Using Iterative Closest Point (ICP), we register pointclouds between two consecutive frames to calculate camera movement between frames. We then use Factor Graph to perform SLAM to fuse the individual visual odometry factors into a global solution.

Methodology

Iterative Closest Point (ICP)

Since we are performing this construction using only RGBD data, we first need to calculate the transformation matrix T of the camera pose between consecutive frames. This is done using the point cloud data from the depth map that the RGBD sensor provides. ICP is a common algorithm used to register two pointclouds. Below is animation that shows a sample of ICP running.

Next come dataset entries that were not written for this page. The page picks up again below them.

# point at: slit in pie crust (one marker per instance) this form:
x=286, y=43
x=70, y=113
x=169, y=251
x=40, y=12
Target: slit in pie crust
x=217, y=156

ICP involves finding the closest source point for each target point, which is an expensive operation. To speed up this process, Projective Closest Point is used. Each source point is projected to the image space, i.e. the RGBD camera frame using projection operation, and finding the closest pixel point that it lands on in the image space. The corresponding target point of that pixel is the re-projected back to the 3D space and its Euclidean distance is calculated to the source point. If the values are larger than a certain threshold, the association is discarded, this prevents erroneous correspondences since Projective Closest Point might not provide the exact closest point. Therefore, the operation is done is O(n) time, instead of O(nlogn). This method only works because the pointclouds data from RGBD is structured, i.e. each 3D point can be traced back to a 2D image pixel that it originates from.

Image below shows the before (left) and after (right) registration of two pointclouds from different frames. The right fused frame is able to register the pointclouds with good overlap.

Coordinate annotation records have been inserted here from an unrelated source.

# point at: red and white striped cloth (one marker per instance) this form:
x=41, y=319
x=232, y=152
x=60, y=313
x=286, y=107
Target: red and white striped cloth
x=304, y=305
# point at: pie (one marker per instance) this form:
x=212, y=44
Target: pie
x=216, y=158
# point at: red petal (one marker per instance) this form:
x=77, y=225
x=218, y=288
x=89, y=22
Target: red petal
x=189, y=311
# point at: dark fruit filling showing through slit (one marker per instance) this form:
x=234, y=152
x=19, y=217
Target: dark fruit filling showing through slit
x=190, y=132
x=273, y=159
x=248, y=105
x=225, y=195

To stress-test the registration algorithm, two pointclouds from two different frames that are far apart is registered. As seen there are less overlap and greater camera movement but the algorithm is still able to register the two clouds well.

SLAM Factor Graph

To minimize the point-to-plane error between associated source and target points (\(p, q\)). The error function to minimize is:

\[ \sum_{i\in\Omega} \| n^T_{q_i}(Rp_i+t-q_i) \|^2\]

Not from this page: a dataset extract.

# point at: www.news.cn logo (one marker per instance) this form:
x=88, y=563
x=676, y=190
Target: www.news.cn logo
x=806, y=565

Where (\(p_i, q_i\)) is the \(i\)-th associated point pair in the association set \Omega and \(n_{q_i}\) is the estimated normal at \(q_i\). A small angle assumption between two consecutive frames is made, hence the rotation matrix \(R\) is parameterized as:

\(\delta R = \begin{bmatrix} 1 & -\gamma & \beta\\ \gamma & 1 & -\alpha\\ -\beta & \alpha & 1 \end{bmatrix}\)

For the translation component, we define \(\delta t = \begin{bmatrix} t_x & t_y & t_z \end{bmatrix}\)

Therefore, the error function can be redefined with \(p^\prime_i = Rp_i + t\)

\[ \sum_{i\in\Omega}r^2_i = \| n^T_{q_i}((\delta R)p^\prime_i+\delta t-q_i) \|^2\]

To solve this SLAM we first create a linear system of equation to solve it with least squares in the form of \(Ax=b\)

\(r_i(\alpha,\beta,\gamma,t_x,t_y,t_z) = A_i\begin{bmatrix}\alpha \\ \beta \\ \gamma \\ t_x \\ t_y \\ t_z\end{bmatrix} + b_i\)

\(A_i = \begin{bmatrix}p^\prime_i \times n_{q_i} & n^T_{q_i} \end{bmatrix}\)
\(b_i = \begin{bmatrix}n^T_{q_i}(p^\prime_i - q_i) \end{bmatrix}\)

The linear system of equations is sparse, which can be exploited to speed up computation using QR factorization

Results

Below are the final reconstructed result combining ICP and SLAM, the black arrows are the normal of each point.